Breast surgery patients represent a demographic with inherently elevated risk for PONV due to several factors. Predominantly female, often non-smokers, and commonly receiving opioids for postoperative pain control, these patients are at a confluence of risk factors elucidated in numerous predictive models [5]. Moreover, the psychological stress accompanying a breast cancer diagnosis and subsequent surgical intervention may further augment the susceptibility to PONV via stress-mediated pathways. Consequently, the exploration of neuromuscular reversal agents in this particular cohort is not only clinically relevant but also vital for optimizing perioperative care and enhancing recovery profiles.The current randomized clinical trial was meticulously designed to address the gap in conclusive evidence regarding the differential effects of sugammadex and neostigmine–atropine on postoperative nausea and vomiting (PONV) among breast surgery patients. Previous meta-analyses involving diverse surgical populations had yielded equivocal findings due to heterogeneity in study designs, patient demographics, and adjunctive antiemetic strategies. By focusing exclusively on breast surgery, the study aimed to reduce confounding variables and improve the generalizability of its findings to this high-risk group. The trial employed a rigorous double-blind methodology, randomizing patients to receive either sugammadex or neostigmine–atropine for neuromuscular blockade reversal, with subsequent meticulous documentation of PONV episodes, their severity, timing, and the requirement for rescue antiemetics within the critical postoperative period [6].
The investigation not only assessed the primary endpoint of PONV incidence within the first 24 hours post-surgery but also evaluated secondary outcomes such as time to first emetic episode, cumulative antiemetic consumption, patient satisfaction, and overall recovery quality indices. These comprehensive parameters provided a multi-faceted view of how the choice of reversal agent impacted patient well-being and recovery efficiency. Furthermore, understanding the comparative side effect profiles of sugammadex and neostigmine–atropine informed anesthesiologists about potential trade-offs, thereby guiding personalized medicine approaches based on patient risk stratification and specific clinical circumstances [7].The potential implications of this study extend beyond the immediate context of breast surgery. Should sugammadex demonstrate a statistically significant advantage in reducing PONV, it may lead to a paradigm shift in neuromuscular blockade management, particularly in populations with high PONV risk profiles. This could result in enhanced patient comfort, decreased postoperative complications, reduced healthcare costs associated with extended hospital stays and additional treatments, and overall improved quality of perioperative care [8]. Conversely, if the study finds no significant difference between the two agents, it would validate the continued use of the more traditional and cost-effective neostigmine–atropine regimen, reaffirming current anesthetic practices and resource allocations.Moreover, the insights gleaned from this research are poised to contribute substantially to the broader understanding of PONV pathophysiology.
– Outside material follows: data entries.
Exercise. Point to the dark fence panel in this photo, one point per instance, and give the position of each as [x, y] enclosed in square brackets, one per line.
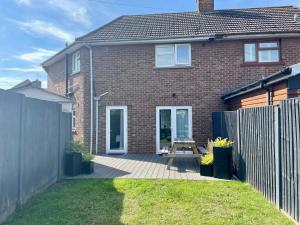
[257, 151]
[33, 134]
[268, 152]
[290, 156]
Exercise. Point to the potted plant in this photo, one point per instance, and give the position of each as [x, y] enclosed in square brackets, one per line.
[72, 159]
[87, 165]
[222, 150]
[206, 165]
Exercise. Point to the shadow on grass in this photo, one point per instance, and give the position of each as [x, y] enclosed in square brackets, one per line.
[73, 202]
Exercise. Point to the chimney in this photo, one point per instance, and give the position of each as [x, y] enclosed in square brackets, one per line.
[205, 5]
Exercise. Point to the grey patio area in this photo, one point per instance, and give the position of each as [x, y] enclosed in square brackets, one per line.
[144, 166]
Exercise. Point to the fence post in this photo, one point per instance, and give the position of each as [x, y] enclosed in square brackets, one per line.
[277, 156]
[238, 142]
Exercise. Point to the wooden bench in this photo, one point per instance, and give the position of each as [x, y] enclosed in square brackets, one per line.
[183, 144]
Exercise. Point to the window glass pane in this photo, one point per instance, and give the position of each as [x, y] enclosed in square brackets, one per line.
[182, 123]
[269, 56]
[250, 52]
[165, 130]
[165, 60]
[76, 62]
[116, 129]
[183, 52]
[268, 45]
[161, 50]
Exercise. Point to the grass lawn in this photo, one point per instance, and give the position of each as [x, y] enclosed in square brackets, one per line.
[125, 201]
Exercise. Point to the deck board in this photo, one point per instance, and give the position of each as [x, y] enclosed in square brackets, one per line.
[144, 166]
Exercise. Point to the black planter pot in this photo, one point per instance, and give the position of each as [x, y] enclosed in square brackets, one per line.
[223, 167]
[87, 167]
[206, 170]
[73, 164]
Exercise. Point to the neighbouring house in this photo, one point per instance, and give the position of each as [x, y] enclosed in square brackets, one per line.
[165, 73]
[270, 90]
[33, 89]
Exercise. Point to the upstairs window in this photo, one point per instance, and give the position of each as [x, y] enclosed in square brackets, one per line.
[76, 62]
[262, 52]
[175, 55]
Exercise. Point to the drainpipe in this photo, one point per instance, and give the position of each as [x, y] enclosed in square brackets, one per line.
[67, 75]
[97, 99]
[91, 98]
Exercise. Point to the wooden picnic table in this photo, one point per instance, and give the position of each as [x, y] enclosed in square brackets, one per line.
[183, 144]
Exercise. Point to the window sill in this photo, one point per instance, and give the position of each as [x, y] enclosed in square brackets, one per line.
[173, 67]
[263, 64]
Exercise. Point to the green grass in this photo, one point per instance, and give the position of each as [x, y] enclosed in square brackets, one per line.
[125, 201]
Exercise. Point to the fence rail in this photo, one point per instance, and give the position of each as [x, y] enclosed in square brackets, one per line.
[33, 134]
[266, 150]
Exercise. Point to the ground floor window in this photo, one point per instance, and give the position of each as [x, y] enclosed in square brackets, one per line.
[116, 129]
[171, 123]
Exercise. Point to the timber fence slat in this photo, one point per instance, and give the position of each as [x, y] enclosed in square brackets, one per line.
[266, 153]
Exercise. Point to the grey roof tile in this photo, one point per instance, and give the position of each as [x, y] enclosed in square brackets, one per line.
[193, 24]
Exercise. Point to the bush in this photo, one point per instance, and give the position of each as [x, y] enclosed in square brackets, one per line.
[207, 159]
[223, 143]
[76, 146]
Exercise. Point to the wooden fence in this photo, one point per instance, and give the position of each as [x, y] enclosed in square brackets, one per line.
[266, 150]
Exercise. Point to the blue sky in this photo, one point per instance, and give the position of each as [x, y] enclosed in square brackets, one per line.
[33, 30]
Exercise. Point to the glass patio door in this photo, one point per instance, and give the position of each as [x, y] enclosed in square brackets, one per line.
[171, 123]
[116, 129]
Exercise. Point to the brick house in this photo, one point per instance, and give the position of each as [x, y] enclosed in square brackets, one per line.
[165, 73]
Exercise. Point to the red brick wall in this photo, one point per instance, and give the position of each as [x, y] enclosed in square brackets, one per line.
[129, 73]
[78, 83]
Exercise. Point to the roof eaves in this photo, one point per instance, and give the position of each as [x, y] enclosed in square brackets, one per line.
[274, 78]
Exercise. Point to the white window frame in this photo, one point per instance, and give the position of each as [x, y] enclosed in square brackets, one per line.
[125, 124]
[73, 119]
[176, 63]
[259, 49]
[76, 62]
[173, 123]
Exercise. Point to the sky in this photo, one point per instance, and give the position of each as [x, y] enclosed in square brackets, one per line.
[33, 30]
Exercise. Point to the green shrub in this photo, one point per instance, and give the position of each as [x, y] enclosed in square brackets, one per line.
[207, 159]
[76, 146]
[223, 143]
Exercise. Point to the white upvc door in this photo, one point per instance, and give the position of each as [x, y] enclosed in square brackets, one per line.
[172, 122]
[116, 130]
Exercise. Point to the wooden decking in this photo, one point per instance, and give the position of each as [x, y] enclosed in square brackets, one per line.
[144, 166]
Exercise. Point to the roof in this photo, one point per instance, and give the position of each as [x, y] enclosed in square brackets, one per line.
[286, 73]
[27, 83]
[194, 24]
[151, 28]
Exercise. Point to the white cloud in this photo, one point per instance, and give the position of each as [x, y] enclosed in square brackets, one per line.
[75, 10]
[36, 56]
[44, 84]
[34, 69]
[9, 81]
[45, 28]
[24, 2]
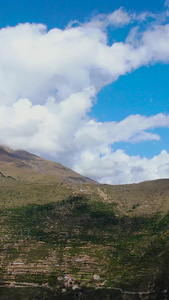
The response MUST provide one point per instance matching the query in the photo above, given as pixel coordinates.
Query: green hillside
(63, 241)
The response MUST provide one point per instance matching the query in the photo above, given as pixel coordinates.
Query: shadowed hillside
(73, 241)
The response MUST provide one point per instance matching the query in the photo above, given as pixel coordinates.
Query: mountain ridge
(21, 164)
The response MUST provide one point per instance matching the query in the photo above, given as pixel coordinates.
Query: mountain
(26, 166)
(73, 241)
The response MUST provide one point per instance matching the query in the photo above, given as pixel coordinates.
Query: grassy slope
(120, 233)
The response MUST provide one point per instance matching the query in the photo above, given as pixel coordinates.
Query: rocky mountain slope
(71, 241)
(24, 165)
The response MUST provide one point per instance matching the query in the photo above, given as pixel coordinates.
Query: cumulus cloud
(49, 81)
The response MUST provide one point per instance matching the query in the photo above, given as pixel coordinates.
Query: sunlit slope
(23, 165)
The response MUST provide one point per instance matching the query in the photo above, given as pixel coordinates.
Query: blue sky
(92, 94)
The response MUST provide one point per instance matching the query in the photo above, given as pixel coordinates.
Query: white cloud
(49, 81)
(120, 17)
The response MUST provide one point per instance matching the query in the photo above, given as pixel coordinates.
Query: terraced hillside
(66, 241)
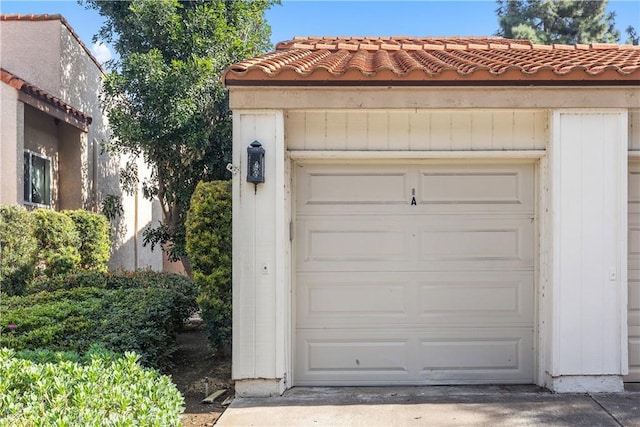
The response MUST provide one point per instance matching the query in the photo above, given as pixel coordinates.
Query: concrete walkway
(435, 406)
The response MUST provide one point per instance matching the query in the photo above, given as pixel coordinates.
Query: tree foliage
(165, 98)
(557, 21)
(209, 245)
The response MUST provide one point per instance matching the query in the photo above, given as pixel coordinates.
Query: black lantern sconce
(255, 164)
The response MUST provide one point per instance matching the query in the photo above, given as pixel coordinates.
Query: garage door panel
(489, 185)
(348, 241)
(413, 299)
(398, 243)
(633, 298)
(347, 187)
(358, 357)
(504, 242)
(436, 188)
(634, 188)
(634, 241)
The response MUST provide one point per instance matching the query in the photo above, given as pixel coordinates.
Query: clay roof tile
(434, 60)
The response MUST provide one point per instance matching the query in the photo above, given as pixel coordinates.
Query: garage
(417, 211)
(414, 273)
(634, 273)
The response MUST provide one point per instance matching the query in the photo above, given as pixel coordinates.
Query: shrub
(101, 391)
(208, 229)
(95, 242)
(125, 311)
(17, 249)
(58, 242)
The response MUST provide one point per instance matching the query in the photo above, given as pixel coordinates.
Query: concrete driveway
(434, 406)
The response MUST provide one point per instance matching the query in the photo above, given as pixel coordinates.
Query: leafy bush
(127, 311)
(95, 242)
(58, 242)
(101, 391)
(17, 249)
(208, 228)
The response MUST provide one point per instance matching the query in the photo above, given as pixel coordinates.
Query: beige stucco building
(437, 211)
(52, 125)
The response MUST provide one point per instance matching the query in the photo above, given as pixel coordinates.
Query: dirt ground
(194, 362)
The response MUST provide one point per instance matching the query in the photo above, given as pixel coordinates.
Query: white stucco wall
(11, 129)
(261, 258)
(31, 50)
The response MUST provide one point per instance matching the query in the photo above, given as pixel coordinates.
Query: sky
(339, 18)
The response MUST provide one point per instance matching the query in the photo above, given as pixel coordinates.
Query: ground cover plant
(123, 311)
(100, 389)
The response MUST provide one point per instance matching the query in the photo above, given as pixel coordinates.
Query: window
(37, 179)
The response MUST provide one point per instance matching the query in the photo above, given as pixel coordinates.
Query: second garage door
(414, 273)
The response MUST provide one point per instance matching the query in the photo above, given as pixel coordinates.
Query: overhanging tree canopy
(557, 21)
(165, 98)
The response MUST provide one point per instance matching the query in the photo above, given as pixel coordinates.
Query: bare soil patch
(193, 362)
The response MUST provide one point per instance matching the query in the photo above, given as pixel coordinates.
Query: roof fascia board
(52, 110)
(283, 98)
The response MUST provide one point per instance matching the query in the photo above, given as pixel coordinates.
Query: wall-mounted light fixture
(255, 163)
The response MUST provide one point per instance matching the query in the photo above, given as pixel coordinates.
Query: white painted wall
(588, 339)
(31, 50)
(415, 130)
(11, 129)
(261, 253)
(634, 130)
(47, 55)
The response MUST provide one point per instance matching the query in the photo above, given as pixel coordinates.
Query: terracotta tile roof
(21, 85)
(437, 61)
(53, 17)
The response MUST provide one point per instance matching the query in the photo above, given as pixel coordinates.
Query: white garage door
(634, 273)
(414, 274)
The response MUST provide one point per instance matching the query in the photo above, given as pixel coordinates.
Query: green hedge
(95, 241)
(45, 243)
(126, 311)
(102, 390)
(17, 249)
(208, 228)
(58, 242)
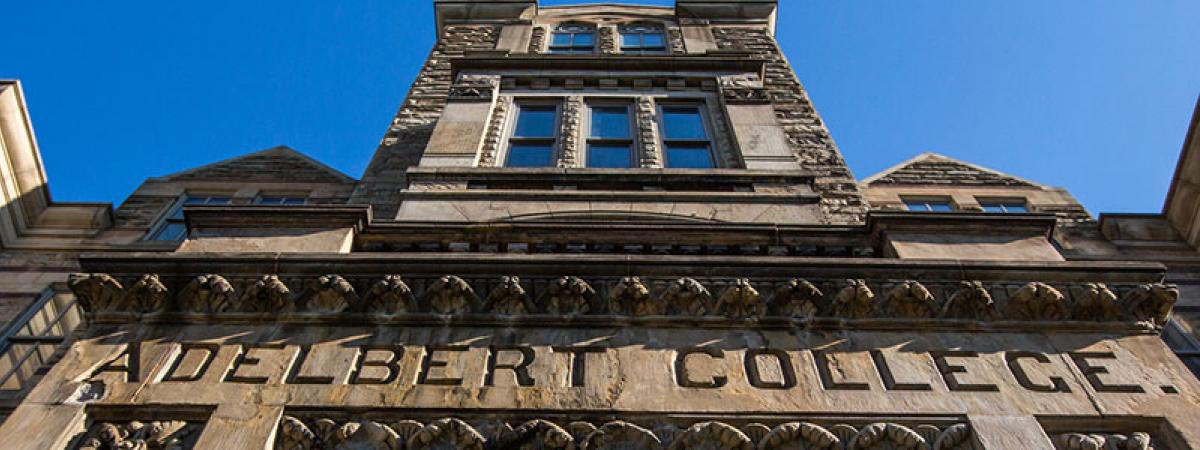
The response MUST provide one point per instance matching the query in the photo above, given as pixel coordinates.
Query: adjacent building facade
(594, 227)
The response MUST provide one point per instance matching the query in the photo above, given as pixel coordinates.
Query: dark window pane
(683, 156)
(652, 40)
(172, 232)
(683, 123)
(561, 40)
(529, 155)
(610, 123)
(537, 121)
(610, 156)
(631, 40)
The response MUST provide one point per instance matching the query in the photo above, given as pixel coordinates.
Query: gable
(280, 163)
(937, 169)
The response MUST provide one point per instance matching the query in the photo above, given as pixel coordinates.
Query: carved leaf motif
(687, 297)
(537, 435)
(622, 436)
(799, 436)
(1096, 303)
(450, 295)
(509, 298)
(447, 435)
(268, 294)
(909, 300)
(1151, 303)
(149, 294)
(971, 301)
(96, 292)
(797, 298)
(568, 295)
(712, 436)
(855, 301)
(633, 298)
(1037, 301)
(330, 294)
(887, 437)
(389, 297)
(294, 436)
(208, 294)
(741, 300)
(166, 435)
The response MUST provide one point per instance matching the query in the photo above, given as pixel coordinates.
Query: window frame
(177, 209)
(928, 201)
(555, 142)
(571, 48)
(701, 106)
(1003, 204)
(631, 123)
(641, 30)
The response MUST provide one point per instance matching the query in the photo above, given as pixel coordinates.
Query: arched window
(574, 40)
(642, 40)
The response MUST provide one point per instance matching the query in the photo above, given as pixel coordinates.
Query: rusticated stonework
(321, 433)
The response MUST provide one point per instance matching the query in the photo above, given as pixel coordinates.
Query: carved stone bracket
(321, 433)
(738, 299)
(167, 435)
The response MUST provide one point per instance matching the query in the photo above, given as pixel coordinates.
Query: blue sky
(1091, 95)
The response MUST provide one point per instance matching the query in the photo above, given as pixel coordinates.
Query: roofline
(1193, 135)
(285, 148)
(931, 154)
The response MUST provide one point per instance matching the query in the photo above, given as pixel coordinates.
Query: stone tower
(591, 227)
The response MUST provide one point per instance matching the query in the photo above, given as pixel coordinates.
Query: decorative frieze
(166, 435)
(321, 433)
(738, 299)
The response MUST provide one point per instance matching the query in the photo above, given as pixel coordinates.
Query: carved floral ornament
(297, 433)
(737, 299)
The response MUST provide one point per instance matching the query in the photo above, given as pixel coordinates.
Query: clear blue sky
(1092, 95)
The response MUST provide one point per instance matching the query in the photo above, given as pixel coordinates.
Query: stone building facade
(593, 227)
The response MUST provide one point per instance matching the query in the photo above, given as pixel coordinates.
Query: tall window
(534, 136)
(1003, 207)
(642, 40)
(611, 139)
(173, 227)
(929, 204)
(687, 139)
(574, 40)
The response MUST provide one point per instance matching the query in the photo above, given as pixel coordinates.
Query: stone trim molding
(166, 435)
(738, 300)
(313, 433)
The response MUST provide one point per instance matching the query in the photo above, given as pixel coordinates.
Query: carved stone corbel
(741, 300)
(855, 301)
(1037, 301)
(509, 299)
(797, 298)
(268, 294)
(389, 297)
(207, 294)
(1151, 303)
(631, 297)
(330, 294)
(622, 436)
(712, 436)
(1096, 303)
(450, 295)
(971, 301)
(149, 294)
(96, 292)
(569, 295)
(909, 300)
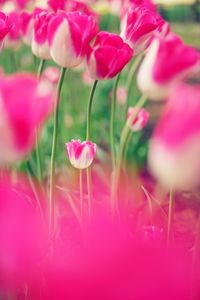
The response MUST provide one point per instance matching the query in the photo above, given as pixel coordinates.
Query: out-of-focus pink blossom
(22, 235)
(40, 46)
(174, 149)
(141, 119)
(138, 28)
(5, 27)
(108, 262)
(108, 56)
(51, 74)
(81, 155)
(121, 95)
(69, 36)
(24, 105)
(167, 61)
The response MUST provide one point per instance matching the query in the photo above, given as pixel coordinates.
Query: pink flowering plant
(99, 153)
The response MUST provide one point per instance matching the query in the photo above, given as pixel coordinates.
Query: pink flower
(5, 27)
(24, 105)
(141, 119)
(13, 37)
(57, 4)
(121, 95)
(138, 28)
(27, 24)
(51, 74)
(108, 56)
(81, 155)
(69, 36)
(167, 61)
(175, 146)
(40, 46)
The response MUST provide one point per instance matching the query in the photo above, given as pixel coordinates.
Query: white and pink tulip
(69, 36)
(24, 105)
(40, 46)
(168, 61)
(175, 146)
(81, 155)
(138, 27)
(108, 56)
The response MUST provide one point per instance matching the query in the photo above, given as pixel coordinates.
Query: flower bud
(81, 155)
(140, 120)
(108, 56)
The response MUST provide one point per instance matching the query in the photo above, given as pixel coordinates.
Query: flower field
(99, 150)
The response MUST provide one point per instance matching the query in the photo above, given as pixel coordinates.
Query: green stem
(40, 68)
(33, 186)
(81, 190)
(132, 71)
(170, 217)
(112, 119)
(38, 154)
(123, 139)
(89, 109)
(53, 152)
(88, 171)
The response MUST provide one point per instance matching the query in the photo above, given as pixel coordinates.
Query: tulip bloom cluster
(103, 238)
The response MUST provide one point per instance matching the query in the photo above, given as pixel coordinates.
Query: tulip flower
(138, 28)
(108, 56)
(13, 37)
(5, 28)
(175, 146)
(24, 105)
(167, 61)
(40, 46)
(81, 155)
(27, 24)
(69, 36)
(51, 74)
(141, 119)
(57, 4)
By dissecting the mechanistic underpinnings through which different pharmacologic agents influence emetic pathways—specifically the cholinergic versus non-cholinergic influences on gastrointestinal motility and central nervous system interactions—this study could illuminate novel therapeutic targets for antiemetic drug development [9]. It advances the discourse on how targeted interventions can be tailored to individual patient risk profiles, ultimately fostering a more nuanced and effective approach to preventing and managing PONV across diverse surgical contexts.
Aims and Objectives
This study aims to compare the efficacy of sugammadex versus neostigmine–glycopyrrolate in reducing postoperative nausea and vomiting (PONV) among breast surgery patients. The objective is to determine which reversal agent offers superior patient outcomes, fewer PONV episodes, and reduced need for rescue antiemetics.
Study Design
This randomized controlled double-blind trial was conducted over one year at the Indira Gandhi Institute of Medical Sciences, Patna, India. Eighty-four breast surgery patients meeting the eligibility criteria were randomized to receive either sugammadex or neostigmine–glycopyrrolate for neuromuscular blockade reversal. The trial ensured blinding of patients and outcome assessors, standardizing anesthesia protocols and postoperative assessments. Data on PONV occurrence, severity, and the requirement for rescue antiemetics were collected systematically over 12 hours postoperatively. This design aimed to minimize bias and ensure reliable, valid results comparing the two reversal agents.
Inclusion Criteria
Patients aged 18 to 70 years of either gender, classified as ASA grade I-IV, scheduled for breast surgery under general anesthesia, and willing to participate in the study were included. Participants needed to provide informed consent and comply with preoperative fasting guidelines and perioperative protocols. The criteria ensured selection of a homogenous group of patients at risk for PONV, thus enhancing the study’s focus on evaluating the effects of sugammadex versus neostigmine–glycopyrrolate on postoperative outcomes in this specific surgical population.
Exclusion Criteria
Excluded were patients with a known history of PONV, impaired renal function, or those requiring postoperative ventilation. Additionally, individuals with allergies to any of the study drugs, and those who failed intubation or experienced significant desaturation during induction were not enrolled. These criteria aimed to minimize confounding variables, ensure patient safety, and maintain consistency in the study population, facilitating clear assessment of the interventions' impact on PONV.
Data Collection
Data were collected using standardized forms documenting demographic details, perioperative variables, and postoperative PONV scores at specified intervals (after extubation, 6 hours, and 12 hours post-extubation). Information on sore throat, laryngospasm, bronchospasm, and the need for rescue antiemetics was recorded. An independent investigator assessed outcomes to maintain blinding and reduce bias, ensuring reliable and consistent data across all subjects.
Data Analysis
Collected data were analyzed using SPSS version 26.0. Descriptive statistics summarized demographic and clinical characteristics as means ± standard deviations or percentages. Chi-square tests compared categorical variables, while independent t-tests or Mann-Whitney U tests assessed continuous variables between groups. A p-value < 0.05 was considered statistically significant. Subgroup analyses evaluated PONV incidence and severity differences between the sugammadex and neostigmine groups. The robust statistical approach ensured accurate interpretation of the data, confirming the significance and reliability of the study findings.
Ethical Considerations
The study protocol was reviewed and approved by the Institutional Ethics Committee of Indira Gandhi Institute of Medical Sciences. Informed consent was obtained from all participants, ensuring they understood the study’s purpose, procedures, risks, and benefits. Patient confidentiality was maintained throughout the trial. The ethical framework adhered to the Declaration of Helsinki principles, safeguarding participants' rights and welfare while ensuring the integrity and ethical conduct of the research.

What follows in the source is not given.